My job comes nowhere near approaching that degree of critical weight and it is for this reason that I cannot accept the turmoil and disruption that it has brought to one consecrated ritual in my world.

The Man Weekend.

I have written of it and extolled its virtues. For my betestacled friends and me, it is pilgrimage to Mecca. It is communion. It is solstice and equinox, reunion and rejoice. Above all, it is tradition, and my job is blaspheming it. We hold the Man Weekend every year (ok, two years running now) on or near the weekend of September 11th. The significance of our nation's darkest anniversary is not unnoticed, but it is merely coincidental and has nothing to do with ManFest. It is simply the first weekend that falls after my wedding anniversary.
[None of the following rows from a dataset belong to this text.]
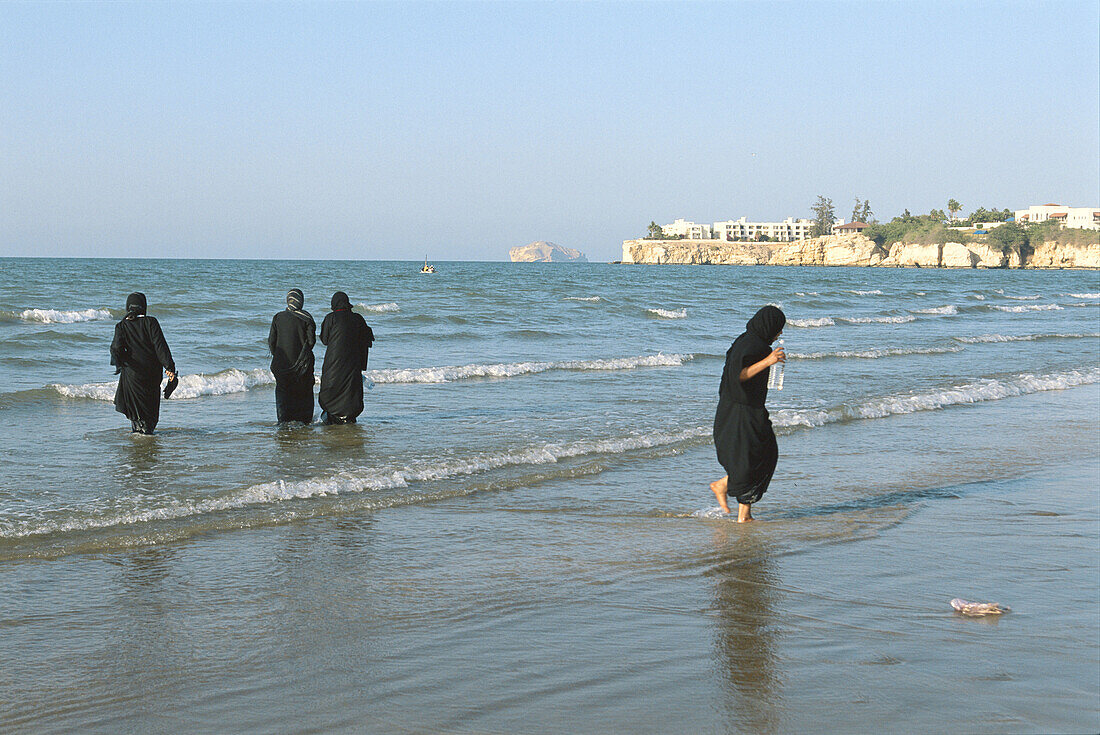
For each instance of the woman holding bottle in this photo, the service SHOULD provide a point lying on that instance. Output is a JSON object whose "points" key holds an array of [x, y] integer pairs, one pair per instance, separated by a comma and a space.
{"points": [[743, 435]]}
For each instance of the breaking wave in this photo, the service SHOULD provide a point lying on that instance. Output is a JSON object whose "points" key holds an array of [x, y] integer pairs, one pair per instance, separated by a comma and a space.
{"points": [[397, 478], [824, 321], [448, 374], [950, 309], [1021, 338], [1027, 307], [190, 386], [239, 381], [667, 314], [55, 316], [877, 320], [989, 388], [873, 354]]}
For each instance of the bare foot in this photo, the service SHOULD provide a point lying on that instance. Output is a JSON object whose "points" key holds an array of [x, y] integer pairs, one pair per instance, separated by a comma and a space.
{"points": [[718, 487]]}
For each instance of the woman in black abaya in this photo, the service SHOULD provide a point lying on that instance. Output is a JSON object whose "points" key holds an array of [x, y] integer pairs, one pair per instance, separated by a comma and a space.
{"points": [[139, 354], [290, 341], [743, 434], [349, 341]]}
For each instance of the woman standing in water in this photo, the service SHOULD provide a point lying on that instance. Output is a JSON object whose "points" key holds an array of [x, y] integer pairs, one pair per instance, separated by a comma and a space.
{"points": [[743, 432], [290, 341], [349, 342], [139, 353]]}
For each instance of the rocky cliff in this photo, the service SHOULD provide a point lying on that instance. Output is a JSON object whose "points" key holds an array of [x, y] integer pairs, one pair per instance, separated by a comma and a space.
{"points": [[857, 250], [540, 251]]}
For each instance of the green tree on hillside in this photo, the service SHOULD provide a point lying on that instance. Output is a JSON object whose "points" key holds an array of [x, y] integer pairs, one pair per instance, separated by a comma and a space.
{"points": [[824, 216], [865, 212]]}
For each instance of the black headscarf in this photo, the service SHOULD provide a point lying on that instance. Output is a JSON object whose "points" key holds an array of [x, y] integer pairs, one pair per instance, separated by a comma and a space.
{"points": [[135, 305], [767, 324], [340, 302], [295, 299]]}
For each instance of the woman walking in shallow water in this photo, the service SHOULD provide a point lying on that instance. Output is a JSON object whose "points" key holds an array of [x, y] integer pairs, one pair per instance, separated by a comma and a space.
{"points": [[743, 434]]}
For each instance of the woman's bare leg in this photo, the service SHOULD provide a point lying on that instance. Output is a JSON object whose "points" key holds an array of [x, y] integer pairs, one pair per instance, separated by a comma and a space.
{"points": [[718, 487]]}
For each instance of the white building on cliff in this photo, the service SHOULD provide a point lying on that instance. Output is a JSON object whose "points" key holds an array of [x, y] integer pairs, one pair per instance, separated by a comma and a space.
{"points": [[1085, 218]]}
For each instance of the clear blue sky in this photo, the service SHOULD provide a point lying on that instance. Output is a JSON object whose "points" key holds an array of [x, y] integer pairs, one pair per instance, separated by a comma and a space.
{"points": [[393, 131]]}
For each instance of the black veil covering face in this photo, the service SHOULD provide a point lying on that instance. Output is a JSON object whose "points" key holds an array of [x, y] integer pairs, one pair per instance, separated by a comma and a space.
{"points": [[290, 340], [743, 434], [349, 341], [140, 353]]}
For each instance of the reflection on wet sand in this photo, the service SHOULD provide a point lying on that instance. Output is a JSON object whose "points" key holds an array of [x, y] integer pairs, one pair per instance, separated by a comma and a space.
{"points": [[746, 601]]}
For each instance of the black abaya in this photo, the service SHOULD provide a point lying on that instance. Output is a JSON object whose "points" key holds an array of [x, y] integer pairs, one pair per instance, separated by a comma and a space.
{"points": [[139, 353], [290, 340], [349, 341], [743, 435]]}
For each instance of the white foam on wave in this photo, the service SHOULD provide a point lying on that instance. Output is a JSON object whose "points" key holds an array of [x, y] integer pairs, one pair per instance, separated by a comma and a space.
{"points": [[950, 309], [1027, 307], [380, 479], [980, 391], [190, 386], [395, 478], [981, 339], [667, 314], [450, 373], [806, 324], [878, 320], [59, 317], [873, 354]]}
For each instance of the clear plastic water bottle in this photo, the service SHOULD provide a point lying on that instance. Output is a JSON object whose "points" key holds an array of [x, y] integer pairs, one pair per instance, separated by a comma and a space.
{"points": [[776, 376]]}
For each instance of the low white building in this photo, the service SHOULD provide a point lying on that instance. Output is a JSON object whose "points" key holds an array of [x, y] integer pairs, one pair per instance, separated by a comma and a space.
{"points": [[1085, 218], [743, 230], [690, 230]]}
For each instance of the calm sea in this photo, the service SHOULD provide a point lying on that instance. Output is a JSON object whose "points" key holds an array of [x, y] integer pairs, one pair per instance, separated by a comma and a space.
{"points": [[518, 534]]}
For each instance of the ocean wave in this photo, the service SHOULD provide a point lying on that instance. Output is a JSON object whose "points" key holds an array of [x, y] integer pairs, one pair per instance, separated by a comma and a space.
{"points": [[239, 381], [667, 314], [345, 483], [805, 324], [877, 320], [981, 339], [56, 316], [872, 354], [989, 388], [397, 478], [190, 386], [949, 309], [1027, 307], [450, 373]]}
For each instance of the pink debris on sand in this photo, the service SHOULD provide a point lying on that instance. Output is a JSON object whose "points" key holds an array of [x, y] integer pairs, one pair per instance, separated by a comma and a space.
{"points": [[979, 607]]}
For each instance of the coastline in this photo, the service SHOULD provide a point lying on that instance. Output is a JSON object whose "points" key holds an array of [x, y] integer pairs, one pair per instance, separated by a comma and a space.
{"points": [[856, 250]]}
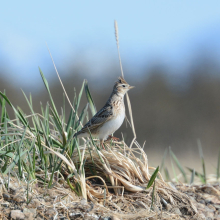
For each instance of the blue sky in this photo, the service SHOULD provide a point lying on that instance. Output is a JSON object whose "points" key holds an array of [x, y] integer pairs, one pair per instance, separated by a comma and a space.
{"points": [[171, 31]]}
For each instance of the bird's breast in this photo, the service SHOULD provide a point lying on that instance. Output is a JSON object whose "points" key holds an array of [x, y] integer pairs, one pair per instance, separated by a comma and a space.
{"points": [[112, 125]]}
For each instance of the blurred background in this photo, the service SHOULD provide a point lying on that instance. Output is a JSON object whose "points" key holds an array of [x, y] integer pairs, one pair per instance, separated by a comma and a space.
{"points": [[170, 52]]}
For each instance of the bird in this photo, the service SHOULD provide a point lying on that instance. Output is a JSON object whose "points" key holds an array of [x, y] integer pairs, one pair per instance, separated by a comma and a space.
{"points": [[109, 118]]}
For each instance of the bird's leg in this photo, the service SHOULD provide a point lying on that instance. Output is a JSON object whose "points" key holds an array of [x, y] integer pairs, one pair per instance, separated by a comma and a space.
{"points": [[102, 143], [110, 137]]}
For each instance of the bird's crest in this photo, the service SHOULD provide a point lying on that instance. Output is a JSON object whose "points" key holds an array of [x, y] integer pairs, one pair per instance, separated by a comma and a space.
{"points": [[121, 80]]}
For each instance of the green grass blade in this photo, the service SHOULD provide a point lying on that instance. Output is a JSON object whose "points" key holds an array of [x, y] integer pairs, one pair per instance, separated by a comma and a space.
{"points": [[167, 174], [152, 200], [163, 160]]}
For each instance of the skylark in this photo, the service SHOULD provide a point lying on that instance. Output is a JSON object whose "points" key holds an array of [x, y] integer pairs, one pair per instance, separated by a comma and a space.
{"points": [[108, 119]]}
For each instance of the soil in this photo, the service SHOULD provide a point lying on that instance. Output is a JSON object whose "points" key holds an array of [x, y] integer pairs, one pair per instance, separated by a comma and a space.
{"points": [[62, 203]]}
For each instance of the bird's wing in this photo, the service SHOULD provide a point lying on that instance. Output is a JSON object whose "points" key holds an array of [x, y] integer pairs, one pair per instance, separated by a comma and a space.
{"points": [[98, 119]]}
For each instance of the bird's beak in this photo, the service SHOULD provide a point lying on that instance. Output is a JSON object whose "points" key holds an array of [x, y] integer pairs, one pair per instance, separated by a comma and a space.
{"points": [[131, 87]]}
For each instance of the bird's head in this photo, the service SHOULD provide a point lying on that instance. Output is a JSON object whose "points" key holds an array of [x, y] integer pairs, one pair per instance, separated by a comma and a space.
{"points": [[121, 86]]}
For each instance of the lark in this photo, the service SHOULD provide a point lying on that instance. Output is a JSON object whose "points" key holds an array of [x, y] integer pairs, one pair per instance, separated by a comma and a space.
{"points": [[109, 118]]}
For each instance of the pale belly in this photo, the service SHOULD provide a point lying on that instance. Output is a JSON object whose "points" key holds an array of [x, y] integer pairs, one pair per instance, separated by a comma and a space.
{"points": [[111, 126]]}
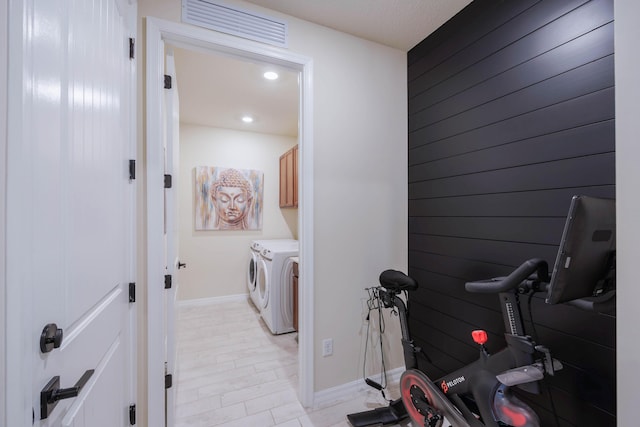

Each year, we commune for the better part of three days in an idyllic setting high up in the mountains, dwelling merrily in a cabin that might just as well be a page out of Mountain Living magazine. From its deck, we sip the essence of barley and malt or occasionally coffee, and we gaze across the creek toward a soaring mountain peak that is close enough to touch, but too far to climb. For that would mean we were ambitious and nay, the Man Weekend is not about that. It is about gathering a very small group of very good friends, telling stories, and laughing more than we have collectively laughed in the year that has passed since our last gathering.

When Man Weekend ends, we all agree that yes indeed, we shall do it again in about 365 days. We begin discussing next year's event roughly two weeks after it has ended. It is on all of our calendars, permanently etched in the blood of friendship and camaraderie.

Then came this year and I am overwrought with bitterness, perhaps more than I should be yet I feel this chagrin and woe and I will not hide my disdain. Someone within my job's chain of command way far away in a big leather chair threw a golden dart at a calendar and chose -you guessed it- the exact same weekend as The Man Weekend to forge into place a monstrous synergy of two companies' billing systems.

This to me is stomping on the Shroud of Turin. This is the burning of my flag. That someone could pick a date, any date, and have it be the one weekend of rare convergence with my very busy friends is surely pure twisted fate. We, after all, made plans last September. Work made plans a relative few months ago. By rights, I should be able to say "sorry, I already have plans" but no -- I can't do that because I am expected to be on the ready for my job.

On one hand, I can accept that. It tells me that what I do is important to someone and if I am needed, that is a good thing. On the other hand, my very small piece of this enormous puzzle (and I emphasize the word "puzzle") should be solidified and completely in place before this big corporate advent. My work should be tested and ready to roll well before the actual weekend. What's more, if there does happen to be something out of whack, we have a good month or more before any customer would even get to see the results of our labor. This translates into time available to fix things the might have gone wrong. So why is it that what I do has the dishonor of disrupting the plans and schedules of six individuals?

Innocent victims of inadvertent, random corporate terrorists. That's what it is.